В академических кругах идеи Либера и Пресса были известны уже два года. Однако публикация их в Foreign Affairs произвела фурор. Washington Post сообщила, что статья довела Россию до «полуобморочного состояния» и заставила вспомнить о «Докторе Стрейнджлаве»196. Российский экономист и бывший исполняющий обязанности премьер-министра Егор Гайдар написал в своей статье в Financial Times, что «публикация подобных идей в уважаемом американском журнале произвела эффект разорвавшейся бомбы. Даже не склонные к антиамериканской истерии российские журналисты и аналитики сочли это выражением официальной позиции США»197.

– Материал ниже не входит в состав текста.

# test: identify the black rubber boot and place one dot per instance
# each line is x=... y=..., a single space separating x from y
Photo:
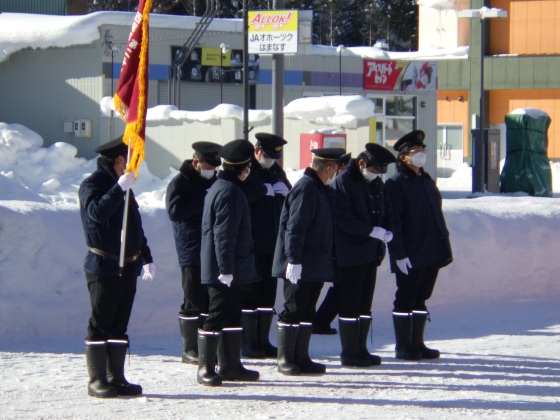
x=96 y=361
x=418 y=324
x=229 y=362
x=306 y=365
x=264 y=321
x=207 y=348
x=365 y=324
x=287 y=337
x=116 y=356
x=188 y=325
x=403 y=337
x=251 y=348
x=350 y=341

Путин немедленно объявил, что Россия приложит все необходимые усилия для сохранения своих возможностей в сфере ядерного сдерживания. Но эта публикация, по мнению Виталия Шлыкова, стратегического аналитика и бывшего сотрудника советского ГРУ, была «серьезным ударом по престижу Путина». «Теперь он ни перед чем не остановится для модернизации российского потенциала сдерживания», – предсказал Шлыков. Многие российские специалисты отмечали, что на вооружение вот-вот должны поступить новые ядерные ракеты, способные преодолеть американские системы ПРО. Они были разработаны в ответ на отказ Буша от договора по ПРО в 2001 году. В число этих систем вошли МБР «Тополь-М», а затем и ракеты «Булава», предназначенные для запуска с атомных подводных лодок198.

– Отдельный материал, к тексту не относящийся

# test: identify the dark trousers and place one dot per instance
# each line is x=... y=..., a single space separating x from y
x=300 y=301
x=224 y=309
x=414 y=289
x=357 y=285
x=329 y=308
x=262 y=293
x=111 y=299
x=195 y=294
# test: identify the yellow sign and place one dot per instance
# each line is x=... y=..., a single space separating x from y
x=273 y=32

Многие российские специалисты спорили, случайным ли был выбор времени публикации, а если нет, то что хотел этим сказать Совет по международным отношениям. «Многие считали, что это не простое совпадение и статья была заказной», – объяснял Дмитрий Суслов, аналитик московского независимого Совета по внешней и оборонной политике. Из-за того что в статье, по его словам, было немало правды, она заставила экспертов по безопасности «очень волноваться». Его удивляло, что при наличии в современном мире немалого числа государств, обладающих ядерным оружием, США и РФ по-прежнему держат под прицелом друг друга. Но публикация статьи означала, что изменений в ситуации ждать не приходится. «Эта статья, – отмечал он, – как минимум отсрочила на неограниченное время любые наши переговоры с американцами об отказе от концепции гарантированного взаимного уничтожения».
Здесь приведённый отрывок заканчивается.